— On vient d’arrêter aux avant-postes ces deux femmes. Elles vous réclamaient. Voulez-vous me dire ce que cela signifie ?
Assises côte à côte sur un banc comme deux oiseaux sur une branche, Gunilla et Sitapanoki levaient sur le jeune homme des yeux remplis d’appréhension. Il devint rouge vif mais Washington ne lui laissa pas le temps d’apprécier si la rencontre lui était agréable ou non.
— Tout ce que l’on a pu en tirer, c’est qu’elles ont fui le camp de Sagoyewatha et qu’elles voulaient vous voir à tout prix. Rien d’autre ! À croire qu’elles sont stupides. Consentirez-vous à me dire qui elles sont ? Cette Indienne surtout ? J’ai souvent entendu dire que les Français étaient de redoutables coureurs de jupons mais vous me semblez détenir une sorte de record.
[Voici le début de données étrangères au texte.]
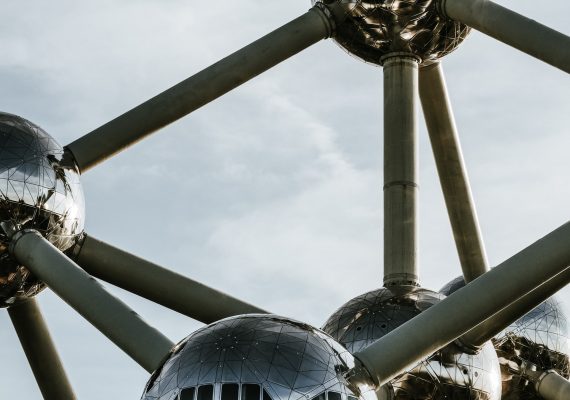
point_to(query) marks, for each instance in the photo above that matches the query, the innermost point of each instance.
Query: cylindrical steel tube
(552, 386)
(452, 172)
(513, 29)
(477, 336)
(400, 170)
(444, 322)
(200, 89)
(40, 350)
(158, 284)
(146, 345)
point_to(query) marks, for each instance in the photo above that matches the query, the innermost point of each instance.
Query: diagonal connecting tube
(146, 345)
(511, 28)
(444, 322)
(158, 284)
(40, 351)
(202, 88)
(452, 172)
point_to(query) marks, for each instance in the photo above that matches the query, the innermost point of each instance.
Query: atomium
(263, 357)
(375, 28)
(538, 340)
(447, 374)
(35, 193)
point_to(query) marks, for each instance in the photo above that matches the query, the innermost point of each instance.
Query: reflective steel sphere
(263, 357)
(35, 193)
(539, 338)
(447, 374)
(375, 28)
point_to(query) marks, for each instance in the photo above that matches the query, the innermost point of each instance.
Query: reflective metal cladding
(35, 193)
(447, 374)
(376, 28)
(538, 339)
(263, 357)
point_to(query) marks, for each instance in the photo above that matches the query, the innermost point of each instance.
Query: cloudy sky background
(273, 192)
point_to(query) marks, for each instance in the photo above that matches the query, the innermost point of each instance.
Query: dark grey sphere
(447, 374)
(375, 28)
(540, 338)
(35, 193)
(263, 357)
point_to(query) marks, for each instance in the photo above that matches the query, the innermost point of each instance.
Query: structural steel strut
(146, 345)
(400, 170)
(40, 350)
(452, 172)
(200, 89)
(158, 284)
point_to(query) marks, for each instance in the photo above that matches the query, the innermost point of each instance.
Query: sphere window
(187, 394)
(250, 392)
(205, 392)
(230, 391)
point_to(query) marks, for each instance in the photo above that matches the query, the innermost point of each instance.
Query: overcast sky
(273, 192)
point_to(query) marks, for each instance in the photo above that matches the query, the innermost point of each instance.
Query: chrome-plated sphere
(447, 374)
(376, 28)
(35, 193)
(539, 338)
(263, 357)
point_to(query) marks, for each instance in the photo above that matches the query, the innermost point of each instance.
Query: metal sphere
(447, 374)
(263, 357)
(376, 28)
(539, 338)
(35, 193)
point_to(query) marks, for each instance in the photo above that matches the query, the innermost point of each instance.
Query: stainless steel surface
(513, 29)
(552, 386)
(157, 284)
(35, 193)
(452, 172)
(494, 325)
(444, 322)
(375, 28)
(112, 317)
(286, 359)
(539, 338)
(400, 170)
(40, 351)
(200, 89)
(447, 374)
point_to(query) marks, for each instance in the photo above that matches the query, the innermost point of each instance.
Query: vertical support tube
(452, 172)
(470, 306)
(40, 351)
(124, 327)
(400, 169)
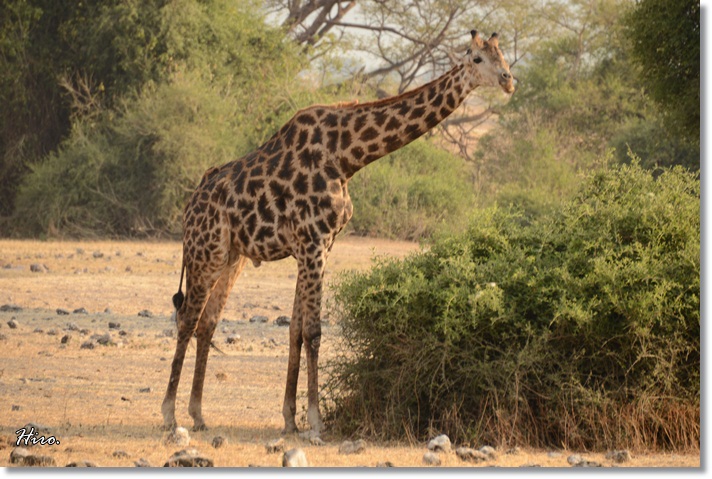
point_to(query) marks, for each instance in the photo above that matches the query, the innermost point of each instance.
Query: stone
(219, 441)
(179, 437)
(619, 456)
(188, 458)
(275, 445)
(120, 454)
(38, 268)
(355, 447)
(488, 451)
(440, 443)
(10, 308)
(431, 459)
(295, 458)
(82, 464)
(468, 454)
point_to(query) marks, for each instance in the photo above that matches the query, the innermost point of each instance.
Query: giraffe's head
(486, 64)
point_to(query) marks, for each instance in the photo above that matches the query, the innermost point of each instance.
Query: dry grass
(91, 398)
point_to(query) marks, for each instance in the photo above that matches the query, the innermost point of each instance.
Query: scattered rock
(179, 437)
(316, 441)
(275, 445)
(10, 308)
(618, 456)
(468, 454)
(120, 454)
(38, 268)
(489, 452)
(295, 458)
(219, 441)
(355, 447)
(440, 443)
(82, 464)
(188, 458)
(431, 459)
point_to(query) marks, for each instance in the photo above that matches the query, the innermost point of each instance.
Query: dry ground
(91, 398)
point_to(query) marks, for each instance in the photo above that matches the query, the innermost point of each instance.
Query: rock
(38, 268)
(275, 445)
(82, 464)
(188, 458)
(431, 459)
(295, 458)
(618, 456)
(489, 452)
(348, 447)
(23, 457)
(440, 443)
(219, 441)
(10, 308)
(316, 441)
(120, 454)
(468, 454)
(179, 437)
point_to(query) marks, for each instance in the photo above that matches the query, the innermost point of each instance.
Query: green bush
(411, 193)
(578, 329)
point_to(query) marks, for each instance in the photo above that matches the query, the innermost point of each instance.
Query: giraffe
(290, 198)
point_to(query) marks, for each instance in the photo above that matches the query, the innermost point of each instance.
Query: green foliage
(665, 38)
(578, 328)
(128, 170)
(411, 193)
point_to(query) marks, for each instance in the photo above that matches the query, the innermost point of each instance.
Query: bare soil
(102, 400)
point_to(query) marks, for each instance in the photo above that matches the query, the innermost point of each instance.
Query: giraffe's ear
(476, 39)
(494, 40)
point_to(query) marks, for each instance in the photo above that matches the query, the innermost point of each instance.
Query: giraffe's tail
(179, 296)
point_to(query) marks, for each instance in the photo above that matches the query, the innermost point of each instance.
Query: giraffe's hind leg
(206, 328)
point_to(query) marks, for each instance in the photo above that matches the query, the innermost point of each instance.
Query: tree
(665, 38)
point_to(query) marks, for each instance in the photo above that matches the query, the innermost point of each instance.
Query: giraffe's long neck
(372, 130)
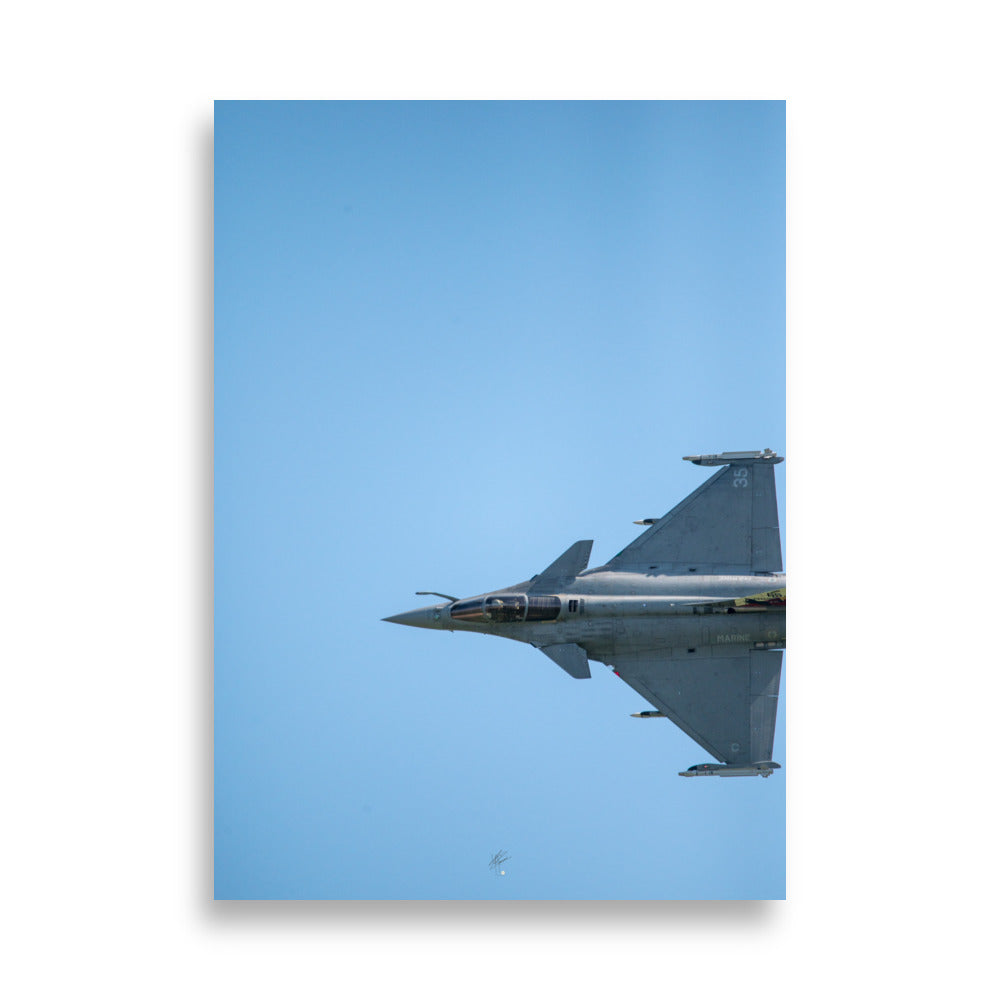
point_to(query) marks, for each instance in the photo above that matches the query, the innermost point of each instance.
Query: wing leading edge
(728, 525)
Le drame de West Point, la mort du major André avaient renvoyé les tribus sénécas à l’arrière-plan des préoccupations du généralissime. Gilles lui avait bien rendu compte rapidement de ce qui s’était passé sur les bords de la Susquehannah mais il avait été écouté avec une certaine distraction. C’est ainsi que, relatant comment Tim et lui-même avaient repris Sitapanoki aux hommes de Cornplanter, il avait été interrompu par une porte qui s’ouvrait.
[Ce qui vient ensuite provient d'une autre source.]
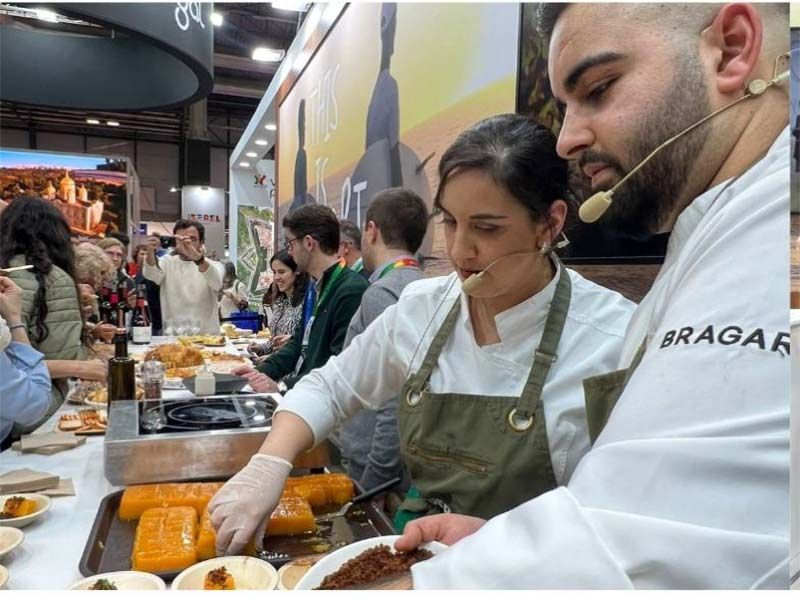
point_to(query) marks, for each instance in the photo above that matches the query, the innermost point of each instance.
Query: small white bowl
(248, 572)
(43, 503)
(124, 580)
(331, 563)
(290, 574)
(10, 538)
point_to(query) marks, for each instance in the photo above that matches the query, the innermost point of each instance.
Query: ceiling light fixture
(263, 54)
(46, 15)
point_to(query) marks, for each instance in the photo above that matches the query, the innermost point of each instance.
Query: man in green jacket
(312, 238)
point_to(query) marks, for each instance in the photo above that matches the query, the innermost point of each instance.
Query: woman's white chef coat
(688, 484)
(374, 367)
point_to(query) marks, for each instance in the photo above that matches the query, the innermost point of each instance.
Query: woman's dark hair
(300, 279)
(518, 154)
(36, 229)
(230, 275)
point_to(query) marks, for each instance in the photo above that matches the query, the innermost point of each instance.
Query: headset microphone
(598, 203)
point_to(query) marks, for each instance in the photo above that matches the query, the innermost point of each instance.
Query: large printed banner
(255, 247)
(90, 191)
(386, 94)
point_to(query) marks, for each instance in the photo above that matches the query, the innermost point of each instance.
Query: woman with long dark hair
(286, 305)
(33, 231)
(488, 362)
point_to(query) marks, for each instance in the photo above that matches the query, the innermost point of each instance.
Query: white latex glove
(242, 507)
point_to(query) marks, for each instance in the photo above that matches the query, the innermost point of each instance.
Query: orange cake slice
(165, 540)
(292, 516)
(138, 498)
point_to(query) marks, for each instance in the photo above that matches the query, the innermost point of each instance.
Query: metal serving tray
(110, 542)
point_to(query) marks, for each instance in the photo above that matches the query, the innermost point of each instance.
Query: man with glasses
(190, 282)
(312, 239)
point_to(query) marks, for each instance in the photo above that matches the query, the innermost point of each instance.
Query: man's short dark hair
(319, 222)
(350, 232)
(186, 223)
(401, 216)
(547, 14)
(121, 236)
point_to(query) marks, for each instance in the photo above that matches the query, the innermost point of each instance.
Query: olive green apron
(601, 393)
(473, 454)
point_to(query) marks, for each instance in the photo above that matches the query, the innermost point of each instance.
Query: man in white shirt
(190, 282)
(687, 485)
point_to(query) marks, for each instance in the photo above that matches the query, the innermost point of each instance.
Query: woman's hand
(240, 510)
(258, 381)
(93, 370)
(447, 529)
(279, 341)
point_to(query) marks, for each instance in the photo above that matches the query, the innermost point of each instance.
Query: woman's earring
(548, 248)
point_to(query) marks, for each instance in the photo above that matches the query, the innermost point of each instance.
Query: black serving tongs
(368, 495)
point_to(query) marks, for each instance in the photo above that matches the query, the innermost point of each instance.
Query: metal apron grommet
(413, 397)
(518, 423)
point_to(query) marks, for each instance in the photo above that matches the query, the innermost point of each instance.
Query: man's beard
(645, 202)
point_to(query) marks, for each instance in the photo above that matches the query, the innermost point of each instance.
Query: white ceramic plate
(248, 572)
(10, 538)
(334, 560)
(124, 580)
(43, 502)
(292, 572)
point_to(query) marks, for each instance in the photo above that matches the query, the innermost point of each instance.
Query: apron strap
(522, 416)
(418, 380)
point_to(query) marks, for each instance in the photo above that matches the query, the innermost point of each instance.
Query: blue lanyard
(308, 303)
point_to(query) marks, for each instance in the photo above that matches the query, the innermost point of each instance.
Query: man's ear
(734, 39)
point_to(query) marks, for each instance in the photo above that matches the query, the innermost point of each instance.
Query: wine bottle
(121, 370)
(141, 323)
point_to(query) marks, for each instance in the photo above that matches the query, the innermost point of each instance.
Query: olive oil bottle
(121, 370)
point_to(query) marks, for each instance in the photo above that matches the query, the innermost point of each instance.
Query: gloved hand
(242, 507)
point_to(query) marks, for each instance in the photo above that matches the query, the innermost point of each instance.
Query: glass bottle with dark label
(121, 370)
(141, 324)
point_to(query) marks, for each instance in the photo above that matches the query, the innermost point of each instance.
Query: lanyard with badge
(310, 309)
(403, 263)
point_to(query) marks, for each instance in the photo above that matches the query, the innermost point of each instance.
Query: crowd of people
(548, 429)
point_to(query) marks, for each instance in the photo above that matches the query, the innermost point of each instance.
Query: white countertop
(49, 555)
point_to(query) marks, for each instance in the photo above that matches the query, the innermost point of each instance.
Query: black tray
(110, 542)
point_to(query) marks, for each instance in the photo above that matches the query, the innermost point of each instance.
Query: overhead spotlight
(263, 54)
(290, 5)
(46, 15)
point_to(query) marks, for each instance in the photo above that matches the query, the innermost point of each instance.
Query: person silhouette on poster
(301, 162)
(383, 116)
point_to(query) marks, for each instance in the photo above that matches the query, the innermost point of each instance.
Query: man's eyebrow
(587, 63)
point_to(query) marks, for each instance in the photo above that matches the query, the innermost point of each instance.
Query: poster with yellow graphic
(384, 96)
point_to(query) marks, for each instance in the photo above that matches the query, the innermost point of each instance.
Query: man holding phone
(190, 282)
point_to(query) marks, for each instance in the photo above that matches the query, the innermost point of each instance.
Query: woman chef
(492, 411)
— Excellent ! Excellent ! murmura Washington sans avoir l’air d’y penser et, tout de suite, il s’était tourné vers le colonel Hamilton qui entrait. Gilles, vexé, n’avait pas insisté…
— Vous faites erreur, mon Général, riposta-t-il sèchement. Je n’ai pas séduit ces femmes et si vous aviez daigné m’écouter jusqu’au bout, l’autre jour, vous sauriez exactement qui elles sont. Cette jeune fille se nomme Gunilla Söderstrom. Elle était depuis plusieurs années captive des Sénécas. Elle nous a aidé à fuir et désire rejoindre la seule famille qui lui reste : une tante à New York. Quant à celle-ci, c’est une noble dame, la propre épouse de Sagoyewatha dont nous avons empêché l’enlèvement par les Iroquois. Souvenez-vous que vous nous aviez chargés d’avertir le chef Sénéca des menées traîtresses de Cornplanter la concernant…
Washington changea de couleur. Son poing s’abattit sur sa table de travail, faisant sauter les papiers.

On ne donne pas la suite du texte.